Search code examples
pythonpython-3.xpython-docx

python-docx: Find the heading name in which a table lies inside a ms word document


I'm struggling to find the heading name in which a table lies, I'm using python-docx library, I'd like to know the possibility I can use to get the table along its heading name in which it lies inside.

from docx import Document
from docx.shared import Inches
document = Document('test.docx')

tabs = document.tables

Solution

  • You can extract the structured information from docx file using the xml.
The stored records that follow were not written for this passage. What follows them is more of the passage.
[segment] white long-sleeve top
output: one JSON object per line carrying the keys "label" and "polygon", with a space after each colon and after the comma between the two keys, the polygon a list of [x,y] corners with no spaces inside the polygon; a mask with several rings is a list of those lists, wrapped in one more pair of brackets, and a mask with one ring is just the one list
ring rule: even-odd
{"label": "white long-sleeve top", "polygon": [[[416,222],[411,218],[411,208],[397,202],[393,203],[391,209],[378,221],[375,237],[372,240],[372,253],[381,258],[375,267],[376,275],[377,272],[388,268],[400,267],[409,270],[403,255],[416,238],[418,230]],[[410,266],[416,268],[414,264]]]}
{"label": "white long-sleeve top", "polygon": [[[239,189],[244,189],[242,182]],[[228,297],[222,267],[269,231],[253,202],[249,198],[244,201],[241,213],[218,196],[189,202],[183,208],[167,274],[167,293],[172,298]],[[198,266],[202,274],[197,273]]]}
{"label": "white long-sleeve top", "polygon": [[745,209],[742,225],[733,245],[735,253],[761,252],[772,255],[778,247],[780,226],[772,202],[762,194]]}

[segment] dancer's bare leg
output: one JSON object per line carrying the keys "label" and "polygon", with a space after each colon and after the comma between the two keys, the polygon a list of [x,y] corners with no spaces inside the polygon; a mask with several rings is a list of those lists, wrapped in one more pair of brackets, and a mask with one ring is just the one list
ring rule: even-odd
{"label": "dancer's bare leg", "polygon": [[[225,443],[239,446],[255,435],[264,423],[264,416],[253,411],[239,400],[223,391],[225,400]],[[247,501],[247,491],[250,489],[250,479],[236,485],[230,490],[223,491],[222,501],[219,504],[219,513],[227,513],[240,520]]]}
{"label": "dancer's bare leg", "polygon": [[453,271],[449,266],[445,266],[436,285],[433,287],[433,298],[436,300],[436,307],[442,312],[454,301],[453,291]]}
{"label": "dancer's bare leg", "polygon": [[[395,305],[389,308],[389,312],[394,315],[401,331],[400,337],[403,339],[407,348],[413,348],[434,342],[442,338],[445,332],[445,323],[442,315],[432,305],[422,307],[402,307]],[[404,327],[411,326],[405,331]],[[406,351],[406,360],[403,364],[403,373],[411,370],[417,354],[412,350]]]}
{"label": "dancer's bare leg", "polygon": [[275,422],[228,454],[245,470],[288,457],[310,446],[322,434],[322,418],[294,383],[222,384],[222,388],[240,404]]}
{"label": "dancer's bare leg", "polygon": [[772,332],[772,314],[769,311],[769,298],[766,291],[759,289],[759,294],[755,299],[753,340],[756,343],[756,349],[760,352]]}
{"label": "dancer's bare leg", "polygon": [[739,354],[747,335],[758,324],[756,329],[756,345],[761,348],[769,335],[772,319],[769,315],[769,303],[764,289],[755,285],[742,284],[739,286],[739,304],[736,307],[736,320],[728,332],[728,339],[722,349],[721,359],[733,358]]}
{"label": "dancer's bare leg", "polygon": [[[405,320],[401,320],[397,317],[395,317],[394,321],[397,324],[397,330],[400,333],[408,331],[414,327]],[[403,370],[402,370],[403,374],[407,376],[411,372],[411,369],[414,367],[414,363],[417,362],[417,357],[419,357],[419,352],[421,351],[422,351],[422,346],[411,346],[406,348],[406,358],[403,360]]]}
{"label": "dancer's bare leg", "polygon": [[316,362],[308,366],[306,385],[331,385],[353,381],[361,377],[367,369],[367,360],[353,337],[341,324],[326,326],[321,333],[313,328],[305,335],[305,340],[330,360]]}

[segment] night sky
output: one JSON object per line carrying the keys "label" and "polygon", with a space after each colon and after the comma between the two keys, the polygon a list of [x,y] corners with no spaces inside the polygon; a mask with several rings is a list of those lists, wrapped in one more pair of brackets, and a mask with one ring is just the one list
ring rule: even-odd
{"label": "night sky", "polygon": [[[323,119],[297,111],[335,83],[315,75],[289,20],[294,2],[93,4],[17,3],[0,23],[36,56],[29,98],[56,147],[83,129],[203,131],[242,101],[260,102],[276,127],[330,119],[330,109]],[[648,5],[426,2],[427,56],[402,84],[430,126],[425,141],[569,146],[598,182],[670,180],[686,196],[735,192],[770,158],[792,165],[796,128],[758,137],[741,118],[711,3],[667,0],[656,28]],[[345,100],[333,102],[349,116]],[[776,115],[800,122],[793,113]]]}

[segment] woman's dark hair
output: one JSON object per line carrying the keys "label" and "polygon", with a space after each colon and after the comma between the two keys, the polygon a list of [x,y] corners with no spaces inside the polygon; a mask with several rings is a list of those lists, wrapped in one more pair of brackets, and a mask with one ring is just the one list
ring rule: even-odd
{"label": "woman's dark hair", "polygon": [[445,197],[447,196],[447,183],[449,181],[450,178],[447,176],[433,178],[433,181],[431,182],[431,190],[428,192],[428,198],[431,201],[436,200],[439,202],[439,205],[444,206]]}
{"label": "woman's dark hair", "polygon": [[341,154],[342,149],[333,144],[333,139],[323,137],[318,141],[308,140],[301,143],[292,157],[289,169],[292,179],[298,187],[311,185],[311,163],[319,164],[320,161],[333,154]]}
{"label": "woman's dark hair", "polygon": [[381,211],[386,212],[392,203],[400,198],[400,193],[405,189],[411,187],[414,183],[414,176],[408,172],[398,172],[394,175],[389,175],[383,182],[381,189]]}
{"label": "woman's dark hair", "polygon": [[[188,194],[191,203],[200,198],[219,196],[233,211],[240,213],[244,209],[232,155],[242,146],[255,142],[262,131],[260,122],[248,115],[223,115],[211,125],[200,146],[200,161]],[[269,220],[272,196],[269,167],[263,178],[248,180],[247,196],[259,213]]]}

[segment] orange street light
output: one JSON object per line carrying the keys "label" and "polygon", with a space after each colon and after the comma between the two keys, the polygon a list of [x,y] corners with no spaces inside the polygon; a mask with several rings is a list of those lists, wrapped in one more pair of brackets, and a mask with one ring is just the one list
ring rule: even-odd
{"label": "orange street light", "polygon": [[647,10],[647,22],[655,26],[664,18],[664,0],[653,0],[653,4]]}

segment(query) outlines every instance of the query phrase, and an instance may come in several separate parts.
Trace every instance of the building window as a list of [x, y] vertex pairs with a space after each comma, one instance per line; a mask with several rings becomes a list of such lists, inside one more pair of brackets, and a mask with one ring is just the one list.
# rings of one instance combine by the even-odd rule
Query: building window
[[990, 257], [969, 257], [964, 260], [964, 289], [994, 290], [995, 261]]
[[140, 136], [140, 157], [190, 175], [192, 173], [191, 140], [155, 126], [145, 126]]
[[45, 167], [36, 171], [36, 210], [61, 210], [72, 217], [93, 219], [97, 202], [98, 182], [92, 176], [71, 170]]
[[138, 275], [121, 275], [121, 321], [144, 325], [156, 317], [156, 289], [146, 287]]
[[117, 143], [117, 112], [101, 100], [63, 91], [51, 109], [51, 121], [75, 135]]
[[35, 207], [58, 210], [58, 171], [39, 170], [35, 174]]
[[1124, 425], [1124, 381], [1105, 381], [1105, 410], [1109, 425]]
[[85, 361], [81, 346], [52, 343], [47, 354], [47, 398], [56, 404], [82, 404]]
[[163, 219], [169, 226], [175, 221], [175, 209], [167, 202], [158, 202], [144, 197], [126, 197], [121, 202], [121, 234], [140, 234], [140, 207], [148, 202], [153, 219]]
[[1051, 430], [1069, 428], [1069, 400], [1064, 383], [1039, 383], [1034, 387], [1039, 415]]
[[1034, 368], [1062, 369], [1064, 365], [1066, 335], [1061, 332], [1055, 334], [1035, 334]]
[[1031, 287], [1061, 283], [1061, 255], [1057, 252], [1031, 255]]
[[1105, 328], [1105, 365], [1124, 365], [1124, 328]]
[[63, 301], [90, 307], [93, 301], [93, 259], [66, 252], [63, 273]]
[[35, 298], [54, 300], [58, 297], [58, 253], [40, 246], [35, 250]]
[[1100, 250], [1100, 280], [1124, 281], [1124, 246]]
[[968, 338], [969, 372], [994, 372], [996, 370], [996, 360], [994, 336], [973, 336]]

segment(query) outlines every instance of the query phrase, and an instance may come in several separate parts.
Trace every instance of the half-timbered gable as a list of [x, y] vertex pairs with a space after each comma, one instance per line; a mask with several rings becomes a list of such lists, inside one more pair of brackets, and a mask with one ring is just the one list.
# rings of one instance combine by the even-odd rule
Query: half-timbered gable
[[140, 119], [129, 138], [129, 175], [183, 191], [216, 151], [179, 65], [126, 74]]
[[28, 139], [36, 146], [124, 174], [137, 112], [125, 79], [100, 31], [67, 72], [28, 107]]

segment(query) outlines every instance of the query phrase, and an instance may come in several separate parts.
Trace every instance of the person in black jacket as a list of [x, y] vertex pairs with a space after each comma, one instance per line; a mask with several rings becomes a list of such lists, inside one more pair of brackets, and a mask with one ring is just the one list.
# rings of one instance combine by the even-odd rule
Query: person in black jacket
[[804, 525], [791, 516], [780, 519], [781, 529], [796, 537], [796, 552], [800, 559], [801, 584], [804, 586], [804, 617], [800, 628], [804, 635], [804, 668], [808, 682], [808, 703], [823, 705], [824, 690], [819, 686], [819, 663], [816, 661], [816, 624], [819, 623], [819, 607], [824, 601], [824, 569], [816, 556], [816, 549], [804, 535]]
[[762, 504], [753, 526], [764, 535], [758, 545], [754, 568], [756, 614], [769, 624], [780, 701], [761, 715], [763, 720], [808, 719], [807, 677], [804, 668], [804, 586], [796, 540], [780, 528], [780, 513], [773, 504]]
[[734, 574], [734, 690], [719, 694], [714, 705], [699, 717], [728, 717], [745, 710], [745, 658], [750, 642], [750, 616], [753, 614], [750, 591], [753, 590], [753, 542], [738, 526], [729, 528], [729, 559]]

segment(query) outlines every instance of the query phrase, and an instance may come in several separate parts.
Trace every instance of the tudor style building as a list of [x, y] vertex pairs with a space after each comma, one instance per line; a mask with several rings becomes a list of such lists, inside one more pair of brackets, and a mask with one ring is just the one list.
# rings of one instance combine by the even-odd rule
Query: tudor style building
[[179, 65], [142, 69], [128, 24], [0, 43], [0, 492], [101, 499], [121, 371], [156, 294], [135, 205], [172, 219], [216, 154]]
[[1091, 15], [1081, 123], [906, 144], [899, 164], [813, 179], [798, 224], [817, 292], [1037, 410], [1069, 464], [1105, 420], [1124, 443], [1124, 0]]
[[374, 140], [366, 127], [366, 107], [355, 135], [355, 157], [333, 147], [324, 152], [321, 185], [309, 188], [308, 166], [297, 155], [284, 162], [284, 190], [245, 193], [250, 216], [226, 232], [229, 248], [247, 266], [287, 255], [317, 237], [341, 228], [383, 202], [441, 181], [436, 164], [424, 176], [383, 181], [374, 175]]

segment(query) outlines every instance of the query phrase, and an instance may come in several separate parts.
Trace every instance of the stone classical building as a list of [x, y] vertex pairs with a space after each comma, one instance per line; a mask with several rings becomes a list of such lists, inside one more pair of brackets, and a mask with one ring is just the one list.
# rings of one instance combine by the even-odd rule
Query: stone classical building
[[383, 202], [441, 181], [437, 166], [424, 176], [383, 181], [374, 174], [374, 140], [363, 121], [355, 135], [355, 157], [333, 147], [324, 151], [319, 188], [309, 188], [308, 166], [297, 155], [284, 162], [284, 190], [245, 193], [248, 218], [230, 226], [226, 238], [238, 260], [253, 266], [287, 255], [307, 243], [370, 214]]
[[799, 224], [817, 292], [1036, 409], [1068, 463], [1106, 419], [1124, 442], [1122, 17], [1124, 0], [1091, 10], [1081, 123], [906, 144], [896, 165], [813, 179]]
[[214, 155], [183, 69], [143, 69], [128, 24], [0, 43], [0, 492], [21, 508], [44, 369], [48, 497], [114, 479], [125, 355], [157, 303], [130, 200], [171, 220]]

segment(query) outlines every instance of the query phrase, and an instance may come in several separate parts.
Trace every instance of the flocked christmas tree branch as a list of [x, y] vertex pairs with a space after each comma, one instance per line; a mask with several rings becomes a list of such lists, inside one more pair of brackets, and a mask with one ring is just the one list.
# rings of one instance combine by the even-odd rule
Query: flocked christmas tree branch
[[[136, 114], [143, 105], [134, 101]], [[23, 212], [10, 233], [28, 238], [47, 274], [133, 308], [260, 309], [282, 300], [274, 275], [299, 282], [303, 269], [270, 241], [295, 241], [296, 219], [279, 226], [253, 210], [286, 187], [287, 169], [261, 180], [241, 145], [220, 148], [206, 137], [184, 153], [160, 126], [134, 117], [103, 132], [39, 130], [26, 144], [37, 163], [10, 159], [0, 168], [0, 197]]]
Try this:

    doc = Document("file.docx")
    headings = [] #extract only headings from your code
    tables = [] #extract tables from your code
    tags = []
    all_text = []
    schema = '{http://schemas.openxmlformats.org/wordprocessingml/2006/main}'
    for elem in doc.element.getiterator():
        if elem.tag == schema + 'body':
            for i, child in enumerate(elem.getchildren()):
                if child.tag != schema + 'tbl':
                     node_text = child.text
                     if node_text:
                         if node_text in headings:
                             tags.append('heading')
                         else:
                             tags.append('text')
                         all_text.append(node_text)
                 else:
                     tags.append('table')
            break
    

    After the above code you will have the list of tags that will show the structure of document heading, text and table then you can map the respective data from the lists.

    Also check the data from tag list to get heading of a table.